Material Limitations
The eight on-disk files are 6-K press releases, not full conference-call transcripts. They contain Dr. Yan Li's CEO prepared remarks and the Business Outlook paragraph verbatim, but no CFO walk-through and no analyst Q&A. The CFO and Q&A quotes in this tab are sourced inline (Seeking Alpha, GuruFocus, Investing.com, MarketBeat, Yahoo Finance / AOL, Ticker Report) and attributed. Third-party transcript providers occasionally introduce minor transcription artifacts (e.g., "Fia" for "Fion" in the Investing.com Q3 FY2025 transcript); where this is visible in the source, it is flagged in the quoted passage.

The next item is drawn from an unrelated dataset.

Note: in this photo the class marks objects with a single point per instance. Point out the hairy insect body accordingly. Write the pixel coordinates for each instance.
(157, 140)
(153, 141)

The Q3 FY2024 international unit growth (-22.7%), Q2 FY2024 international unit YoY (4.5%), and similar interim figures are derived from the per-quarter sales-volume disclosures in the press releases; minor rounding differences against third-party aggregators may exist.
The Q4 FY2025 international unit total reflects the company's restated figure after the January 5, 2026 sales-volume update was adjusted "for certain product returns in international markets that occurred subsequently in the first quarter of 2026" — see Q4 FY2025 release footnote 2. The corpus uses the restated figure.
The FY2025 actual unit total of 1.192M used in the annual scorecard reconciles to the Q4 FY2025 release's full-year disclosure; the original Q4 FY2024 guide for FY2025 was 1.3–1.6M / +40–70% YoY.
Q1 FY2026 figures are not in the on-disk corpus and were sourced from ChartMill, Grafa, Yahoo Finance / AOL, and Investing.com transcript coverage of the May 18, 2026 call; the underlying 6-K and earnings press release are public on NIU's IR site.
USD figures translate from the as-reported RMB at the period-end FX rate of each quarter (per
data/company.json.fx_rates). Direct quotes preserve the speaker's original RMB references because that is what was actually said on the call.